宝塚へ並びに行く途中、母の方から
「そういえばこの間の尾崎のテレビ、見た?」と言われた。
母は、見ようと思って見たわけではなく、たまたまチャンネルを変えたらやっていて、「22年前、大阪球場? それって行った奴ちゃうん」と思ってじーっと最後まで見てしまったらしい。

母は、あの日自分が着ていった服を覚えていた。
「私、赤のノースリーブに白いパンツで、太いベルトして、若作りして行ってん」
よくそんなこと覚えてるなぁ。
私は自分が何を着ていったかなんてさっぱり覚えていない。高校時代、制服以外にスカートを持っていなかったはずなので、おそらくTシャツにジーパンとか、真夏だから半ズボンとか、なんかテキトーな格好だったんじゃないだろうか。
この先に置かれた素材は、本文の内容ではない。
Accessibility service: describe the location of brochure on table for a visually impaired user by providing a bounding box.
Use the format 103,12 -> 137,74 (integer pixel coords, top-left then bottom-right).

若作りと言っても、当時の母は今の私とそんなにも違わない。でも私と違って断然お洒落でセンスがいいので、衣装に関する記憶が鮮明なのかも。

尾崎がセットに登っていたこととか、ピアノで「卒業」を歌ったこととか、ちゃんと覚えていたらしい。
入場した時に、何か注意(?)された警備のお兄ちゃんが若くて可愛らしかったことまで覚えているのだとか。
そんなことは忘れろよ(笑)。

私は当日よりも、チケットを買いに阪急三番街のプレイガイドに並んだことの方をよく覚えているのに、母はそっちは全然覚えていないという。
しかも、私の記憶では、母が「行かな!」と言ったから前売りに並びに行ったことになっているのに、母の記憶では「あんたが一人で行くって言うから、そりゃダメだと言ってついて行った」ことになっているらしい。

まぁ人の記憶ってそーゆーもんか。
真実は薮の中。
そしてどちらもきっと間違ってはいないのだろう。

母があの番組を見て思ったことは、
「やっぱりあの子って、ちょっとおかしかったんやろね」
だったそうだ。
あのハイテンションというか、ある種の純粋さが「ヤバい」というふうに見えたのだろう。尾崎が死んだ時、「ああ、やっぱり」みたいにも言っていたし(私もそう思ったもんな……)。

「でもあーゆー人生もいいよね。私なんて何も才能ないし、子育てには失敗するし、ぱっとせーへん人生や」
……すいませんね、失敗作で。

才能に恵まれ、その才能ゆえに早死にするのと、ぱっとしないながらも長生きするのと、どっちが幸せなんだろうか。
そりゃ、才能があって長生きするのが一番?

まぁ華々しいことなんて何もなくても、人生はそんなに捨てたもんではないと、私は思いたいですが。